Wednesday, June 27, 2007

I never thought I would get to do this

Betty and I were sitting in a half-circular booth in the Bistro, beneath a soft skylight, Saturday, at lunchtime. Archtypes of our school years were moving all around us. Out of nowhere, Cam Talley materialized in our booth, sitting next to Betty. We exchanged stories...

My mother drove me to my first day of school. I didn't like it one bit. I let Miss McCord know about it. Miss McCord took me to one side and said, "Look at Cam Talley, over there. It's her first day of school, too. But she's having fun, coloring, and getting to know everyone."

And, now, Cam Talley was sitting in my booth. We talked about Alan Cohen.

I said, "Alan told me that you were a cafe singer in Boston."

She said, "I was."

2 comments:

Larry Blumen said...

What I never thought I would get to do is verify, from Cam herself, that what Alan told me, and what I remembered forty years later, is true. My aging memory is fallible, after all, so it is reassuring to find out that I got something right.
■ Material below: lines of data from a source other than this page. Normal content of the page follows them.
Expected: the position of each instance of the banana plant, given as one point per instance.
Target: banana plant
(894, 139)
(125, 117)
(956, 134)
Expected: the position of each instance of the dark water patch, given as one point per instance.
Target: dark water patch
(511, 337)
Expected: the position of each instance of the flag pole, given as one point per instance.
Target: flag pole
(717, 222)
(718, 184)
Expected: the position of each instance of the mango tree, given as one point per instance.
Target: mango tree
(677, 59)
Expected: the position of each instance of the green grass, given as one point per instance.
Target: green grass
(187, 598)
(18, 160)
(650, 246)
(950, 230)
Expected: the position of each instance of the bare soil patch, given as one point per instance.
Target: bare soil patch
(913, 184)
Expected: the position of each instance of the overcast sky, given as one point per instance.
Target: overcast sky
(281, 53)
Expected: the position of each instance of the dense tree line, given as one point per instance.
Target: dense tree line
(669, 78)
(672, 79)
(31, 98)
Of course, that is not to say that everything I write is the unvarnished truth - some of it, I have deliberately varnished to improve the story. As a blog writer, I may have literary pretensions, but I don't claim to be a historian.

Cam said...

Hi Larry,

I remember that first day of school. I was crying too, before I got in the car that was taking me to school along with other kids. My mother told me not to cry - that there would be a lot of things about school I would like. So I stopped - and that's why I wasn't crying when you saw me. I also remember being very impressed by Miss McCord.

However, Alan's information that I was cafe singer in Boston was close but not exactly right. I wasn't - I was a singer in a coffee house in New York - minor detail but important if you understand that at that time Boston was more upscale than New York. I would have never gotten to sing in Boston!